A team of Scientists has been studying a disease called spinal muscular antrophy (Sma), which affects newborn children. The scientists invented a compound that hinders the damage caused by SMA.
Spinal muscular antrophy (SMA) is a disease that targets neurons of newborn children, especially the Motor Neurons. Motor neurons are the cells that are responsible for every movement we make, from walking and talking to breathing and blinking, they do so by sending and receiving electrical messages from the brain. When SMA affects a child, it hinders the formation of muscles and the child is not able to make normal movements.
In some cases it may lead to death. An average of 1 out of every 50 people are affected.
Main cause
SMA is caused by a gene that is not working properly, which in turn causes a lack of production of a specific kind of protein called survival of motor neuron (SMN). When the SMN protein is not produced muscle cells stop functioning and eventually die, and no more cells are reproduced. Many scientists have been trying to fix the ruined gene but little success has been had in curing the disease.
Now a team of scientists from Harvard has tackled the problem from a different position. Instead of trying to fix the gene, they came up with a chemical compound that regulates the formation and stability of the SMN proteins, therefore allowing the growth of the muscle cells across the body.
Their findings were successful both on mice and on Human neurons. The research was published in the journal Cell.
Saving the cells
The research was led by Lee Rubin, HSCI principal faculty member and the senior author.
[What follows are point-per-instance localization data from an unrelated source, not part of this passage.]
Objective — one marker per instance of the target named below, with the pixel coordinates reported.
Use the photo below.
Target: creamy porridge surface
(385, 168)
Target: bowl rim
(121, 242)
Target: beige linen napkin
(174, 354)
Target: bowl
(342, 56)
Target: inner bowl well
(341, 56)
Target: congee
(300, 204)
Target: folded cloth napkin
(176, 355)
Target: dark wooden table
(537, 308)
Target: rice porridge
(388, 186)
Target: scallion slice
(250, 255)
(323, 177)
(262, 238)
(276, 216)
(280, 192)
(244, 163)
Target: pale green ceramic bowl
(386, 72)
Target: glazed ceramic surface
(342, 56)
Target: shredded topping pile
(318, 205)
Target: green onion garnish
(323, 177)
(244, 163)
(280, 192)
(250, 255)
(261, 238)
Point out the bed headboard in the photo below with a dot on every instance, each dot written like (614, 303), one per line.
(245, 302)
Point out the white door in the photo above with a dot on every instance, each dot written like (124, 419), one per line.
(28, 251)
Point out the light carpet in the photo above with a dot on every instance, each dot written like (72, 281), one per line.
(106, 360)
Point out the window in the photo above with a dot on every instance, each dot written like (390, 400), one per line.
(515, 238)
Rubin and his team make models of neurological diseases by using a specific type of stem cell called induced pluripotent stem cells (iPS cells), and these models they make help them study the motor neurons and how the SMA disease affects them.
The researchers found before that the motor neurons, when affected by SMA, face a similar situation to neurons affected by another disease called amyotrophic lateral sclerosis (ALS).
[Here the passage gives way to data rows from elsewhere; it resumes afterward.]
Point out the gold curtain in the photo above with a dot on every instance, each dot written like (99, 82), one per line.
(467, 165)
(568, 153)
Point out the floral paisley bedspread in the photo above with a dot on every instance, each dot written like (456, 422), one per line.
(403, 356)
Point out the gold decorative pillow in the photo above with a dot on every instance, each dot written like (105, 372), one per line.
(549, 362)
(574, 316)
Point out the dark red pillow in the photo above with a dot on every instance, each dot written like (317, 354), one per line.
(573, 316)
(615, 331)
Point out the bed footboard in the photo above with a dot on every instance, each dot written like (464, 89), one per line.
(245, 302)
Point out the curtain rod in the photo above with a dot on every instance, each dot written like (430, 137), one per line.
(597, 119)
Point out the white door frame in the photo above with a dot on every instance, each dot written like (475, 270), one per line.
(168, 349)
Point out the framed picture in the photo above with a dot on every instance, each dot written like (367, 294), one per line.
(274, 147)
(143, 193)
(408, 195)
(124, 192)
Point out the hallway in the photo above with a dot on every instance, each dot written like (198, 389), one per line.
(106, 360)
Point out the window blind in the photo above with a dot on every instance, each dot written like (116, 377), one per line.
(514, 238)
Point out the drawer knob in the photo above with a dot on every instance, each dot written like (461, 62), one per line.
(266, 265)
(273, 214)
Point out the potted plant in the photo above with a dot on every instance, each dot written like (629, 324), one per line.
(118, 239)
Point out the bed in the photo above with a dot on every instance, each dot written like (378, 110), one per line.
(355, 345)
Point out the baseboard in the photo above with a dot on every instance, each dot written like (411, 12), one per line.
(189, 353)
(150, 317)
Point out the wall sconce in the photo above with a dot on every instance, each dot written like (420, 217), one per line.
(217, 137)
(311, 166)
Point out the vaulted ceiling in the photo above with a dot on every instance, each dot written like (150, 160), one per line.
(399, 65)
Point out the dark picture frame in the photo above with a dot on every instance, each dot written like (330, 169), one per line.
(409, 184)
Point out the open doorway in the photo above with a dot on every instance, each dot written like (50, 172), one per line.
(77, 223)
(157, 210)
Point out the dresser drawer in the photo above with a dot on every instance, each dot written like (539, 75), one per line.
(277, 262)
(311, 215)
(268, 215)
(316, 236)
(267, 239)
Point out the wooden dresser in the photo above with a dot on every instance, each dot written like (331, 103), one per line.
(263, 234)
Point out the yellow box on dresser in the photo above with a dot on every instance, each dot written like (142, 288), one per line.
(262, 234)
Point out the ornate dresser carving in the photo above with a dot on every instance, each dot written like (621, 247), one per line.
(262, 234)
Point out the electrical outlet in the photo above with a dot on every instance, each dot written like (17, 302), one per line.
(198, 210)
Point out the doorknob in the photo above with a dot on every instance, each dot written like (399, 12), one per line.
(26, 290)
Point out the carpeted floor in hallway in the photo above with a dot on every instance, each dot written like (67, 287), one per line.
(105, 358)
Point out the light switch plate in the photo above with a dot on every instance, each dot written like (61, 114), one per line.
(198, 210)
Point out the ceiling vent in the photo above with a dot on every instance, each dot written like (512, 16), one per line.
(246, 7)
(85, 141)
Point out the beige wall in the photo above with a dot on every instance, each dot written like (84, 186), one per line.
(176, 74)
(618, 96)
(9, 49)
The main and most important discovery was that the team found that within the SMA and ALS-affected patients, motor neurons produced different amounts of SMN proteins, and the neurons that produced more of these proteins had a longer lifetime.
The researchers realized that the production of the SMN protein is essential for the survival of all the motor neurons.
Accordingly, the researchers invented a compound to save the production of the SMN, which according to the researchers, the mice which had the SMA disease improved dramatically when they were fed the compound.
"This process points to an unexplored therapeutic direction that could benefit patients of not one, but two separate diseases," Rubin said.